From: David Chisholm <david(at)not-real.lonecrow.net>
Date: Sat Nov 19 2005 - 16:51:23 GMT
Hi, I have used swish-e to crawl and index a few collections of sites 
with little or no troubles but I have just run into someting that I am 
stumped by.

I used spider.pl to crawl about 800 sites to a text file and now I am 
trying to index it via the prog method. It seems to give up after ~500 
pages indexed even though I am sure there are many thousand. It's as if 
it's interpeting something as a stop directive but I am not sure what. 
Is there something I can look for in my prog output?

I used this same method on a different set of about 400 sites and it 
worked fine so I don't think its either of my config files.

There is no error message it just gievs me indexing done after 516 files 
processed.

The text file I am feeding it is half a GB and probably contains 30,000 
to 40,000 webpages. What character does swish-e look for to mark EOF? or 
where to end indexing?

Here is some relevent information about how I am running it.

SWISH-E CONFIG:
	DefaultContents HTML2
	StoreDescription HTML2 <description> 10000
	IndexContents HTML* .htm .html .shtml .asp .aspx .cfm .php .cgi
	IndexOnly .htm .html .shtml .asp .aspx .cfm .php .cgi
	HTMLLinksMetaName swishdefault

SPIDERCONFIG.PL: (relevent portions, actual contains 762 sites)

   my %site[site1] = (
	base_url   => '[site1]',
	email      => 'admin@somedomain.com',
	agent      => 'somedomain.com/bot/',
	link_tags           => [qw/ a frame area /],
	keep_alive          => 1,
	test_url            => sub {  $_[0]->path !~ 
/\.(?:gif|jpeg|png|mov|avi|mp3|pdf)$/i },
	test_response => sub {
	my $content_type = $_[2]->content_type;
	    return $content_type =~ m!text/html!;
	},
	use_head_requests   => 1,  # Due to the response sub
	delay_sec   		=> 0,
	max_indexed   		=> 200,
	max_time		=> 2,
	remove_leading_dots => 1,
	credential_timeout 	=> undef,
..
@servers = (\%site[site1],...

CRAWLED WITH:
	spider.pl spiderconfig.pl > crawledlinks.txt

INDEXING WITH:
	swish-e -e -c swishconfig.cfg -S prog -i stdin < crawledlinks.txt -f 
index.links


RESULTS of the crawl is a text file of ~516MB.
RESULTS of indexing:
	Indexing Data Source: "External-Program"
	Indexing "stdin"
	Removing very common words...
	no words removed.
	Writing main index...
	Sorting words ...
	Sorting 13,037 words alphabetically
	Writing header ...
	Writing index entries ...
	  Writing word text: Complete
	  Writing word hash: Complete
	  Writing word data: Complete
	13,037 unique words indexed.
	5 properties sorted.
	516 files indexed.  5,308,261 total bytes.  244,662 total words.
	Elapsed time: 00:00:02 CPU time: 00:00:01
	Indexing done!

Q1) What should I be looking for in the output thats making it stop?

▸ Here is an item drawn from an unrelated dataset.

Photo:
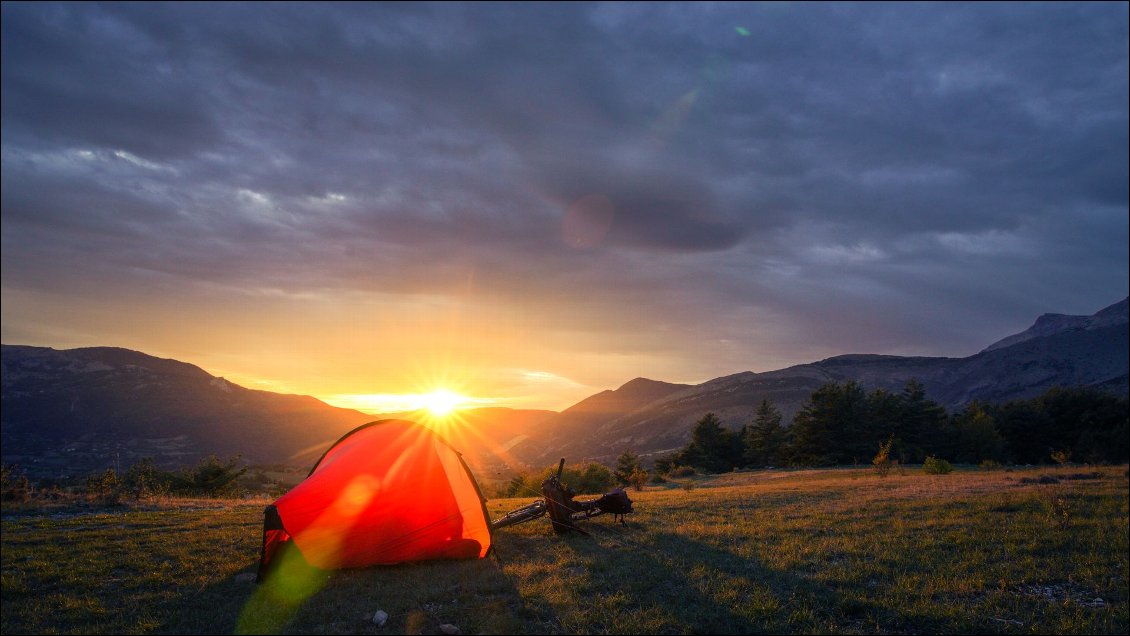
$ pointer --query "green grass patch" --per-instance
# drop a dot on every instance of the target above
(835, 551)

Q2) When it reports 5,308,261 total bytes, is that the position in the 
source text file including headers? Or is that simply the size of the 
portions actualy indexed?  E.g. If I went to that postion in my source 
text would I find the offending string that is causing it to stop.

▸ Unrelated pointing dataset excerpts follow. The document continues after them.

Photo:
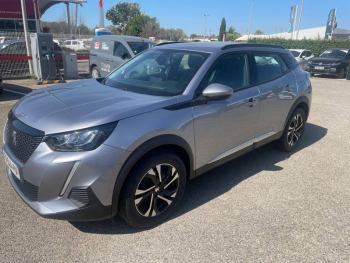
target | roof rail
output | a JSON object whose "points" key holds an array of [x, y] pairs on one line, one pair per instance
{"points": [[250, 45], [166, 43]]}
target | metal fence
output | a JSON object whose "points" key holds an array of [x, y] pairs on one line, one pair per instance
{"points": [[13, 53]]}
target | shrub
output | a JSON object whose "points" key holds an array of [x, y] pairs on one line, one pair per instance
{"points": [[317, 46]]}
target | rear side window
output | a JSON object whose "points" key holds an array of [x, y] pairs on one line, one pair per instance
{"points": [[230, 70], [284, 66], [291, 62], [119, 47], [267, 66]]}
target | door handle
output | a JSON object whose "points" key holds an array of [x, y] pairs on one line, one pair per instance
{"points": [[251, 102], [289, 87]]}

Thanks for any advice or pointers.
DAve





*********************************************************************
Due to deletion of content types excluded from this list by policy,
this multipart message was reduced to a single part, and from there
to a plain text message.
*********************************************************************
Received on Sat Nov 19 08:51:42 2005